“Joey não há como viver com a matança. Não há como eu voltar. Certo ou errado, é uma marca, e uma marca fica em você. Não há como voltar. Agora, vá até sua mãe e diga que tudo está bem. E que não há mais armas no Vale.”
“Os Brutos Também Amam” ou “Shane”, de 1953, dirigido pelo George Stevens é um western (ou faroeste) que foi bem à frente de seu tempo. Visionário de certa forma, pois se dispôs ao exercício de desconstruir um gênero em meio à sua Era de Ouro.
Essa desconstrução que está em cada aspecto da obra começa pelo “Mito do Pistoleiro”.
Ao conhecermos o protagonista, Shane, vemos que apesar de sua ambiguidade e passado incerto é o oposto do arquétipo dos heróis de westerns. Ele não é do tipo “durão”, é um sujeito idealista, calmo, paciente, contido e acima de tudo amável.
Ele é alguém que sempre tenta fugir da violência, tendo ela apenas como último recurso para ser usada somente quando necessária. Essa característica é transposta no personagem quando o vemos constantemente desarmado, ao contrário dos clássicos “cowboys” que sempre exibem suas armas para demonstrar sua afinidade pela brutalidade, poder e virilidade.
Vemos também que a violência causada ou sofrida por Shane traumatizou o personagem, o fazendo ficar em constante estado de alerta e pronto para um possível combate.
O pequeno Joey, filho da Família Starrett, cria muitas expectativas em cima de Shane ao vê-lo como um típico pistoleiro, querendo ver todo seu potencial como um “herói” e sendo constantemente frustrado pelo mesmo. O garoto representa a própria audiência do filme, tendo toda e qualquer expectativa subvertida.
A relação do protagonista com a família que conhece no começo da trama é de amizade e admiração, contemplando algo que nunca poderia ter.
Alan Ladd dá uma performance tocante e cativante como Shane.
Outro aspecto de desconstrução é como a violência é vista e tratada nos filmes westerns. Geralmente, vemos a violência nos filmes como entretenimento, a brutalidade é retratada como uma glória e até mera diversão. Porém, esse não é o caso de Shane, aqui a violência é vista como algo sombrio, sórdido e sujo, que está sempre à espreita.
Esse é um western que vai causar estranhamento nos expectadores, pois quase não temos ação durante o filme, mas o sentimento de tensão é constante, o medo de algum conflito explodir nos segue a todo momento.

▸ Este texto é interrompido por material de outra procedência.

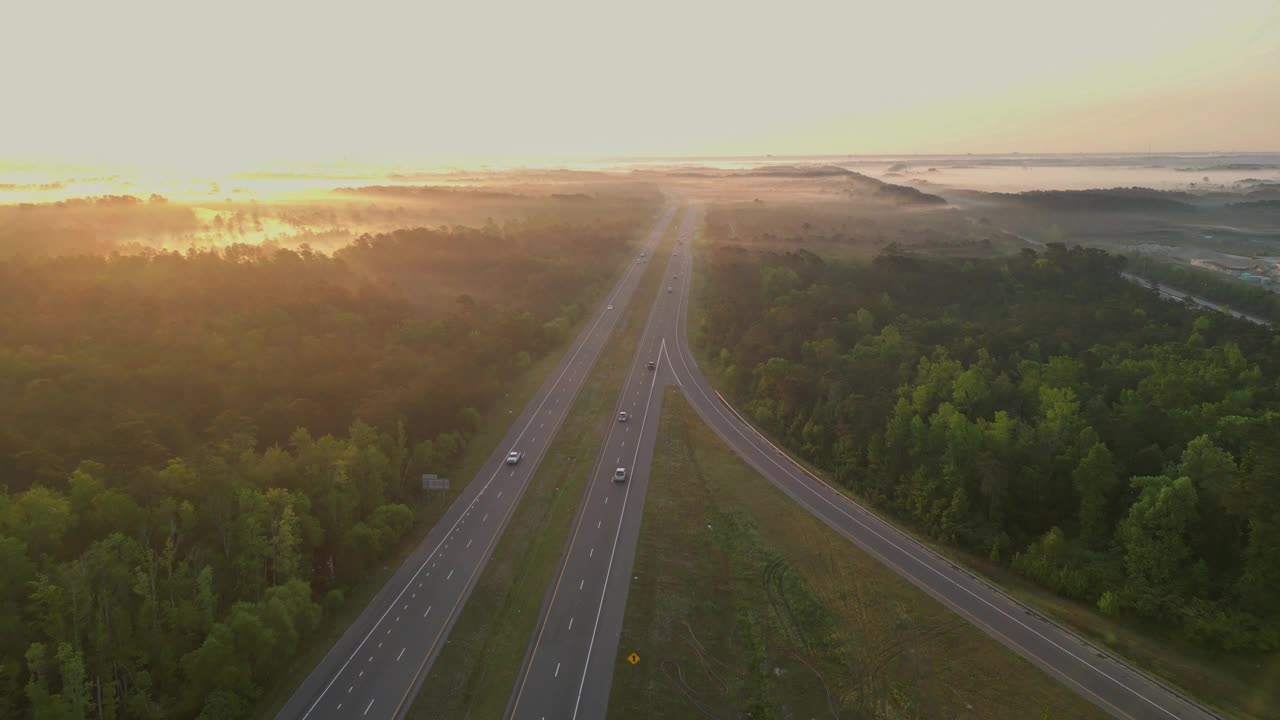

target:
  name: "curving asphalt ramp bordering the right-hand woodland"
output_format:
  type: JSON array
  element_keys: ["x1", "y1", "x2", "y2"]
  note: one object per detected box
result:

No filme temos dois tipos de violência. Uma delas retratada na típica “briga de saloon”, vista como algo inocente, animado e que não ameaça a vida de ninguém.
Já a outra, é vista no último terço do filme, mostrada de forma crua, bruta e silenciosa a princípio, mas que explode com o som estridente e atordoante de uma arma disparando.
Um último aspecto de desconstrução, para mim o mais importante, é a relação e as marcas que a violência deixa nos personagens.
Apesar da vitória no último conflito, a situação deixa a Shane e a nós expectadores uma sensação de derrota e perda. E de fato foi. Shane cruzou uma linha que não queria e percebe que não importa para onde vá ou o que faça, a violência vai sempre o seguir.
É deixado claro que tirar vidas não é algo glorioso e que consegue arruinar até mesmo aqueles que sobrevivem. Os que optam pelo caminho da violência nunca terão um final feliz.
Isso é claramente mostrado na cena final com Shane deixando o vilarejo cavalgando por entre um cemitério no meio da noite.
Esse é um dos westerns mais aclamados de todos os tempos e foi o que ajudou a moldar o gênero nas décadas seguintes, um clássico do Cinema de Faroeste.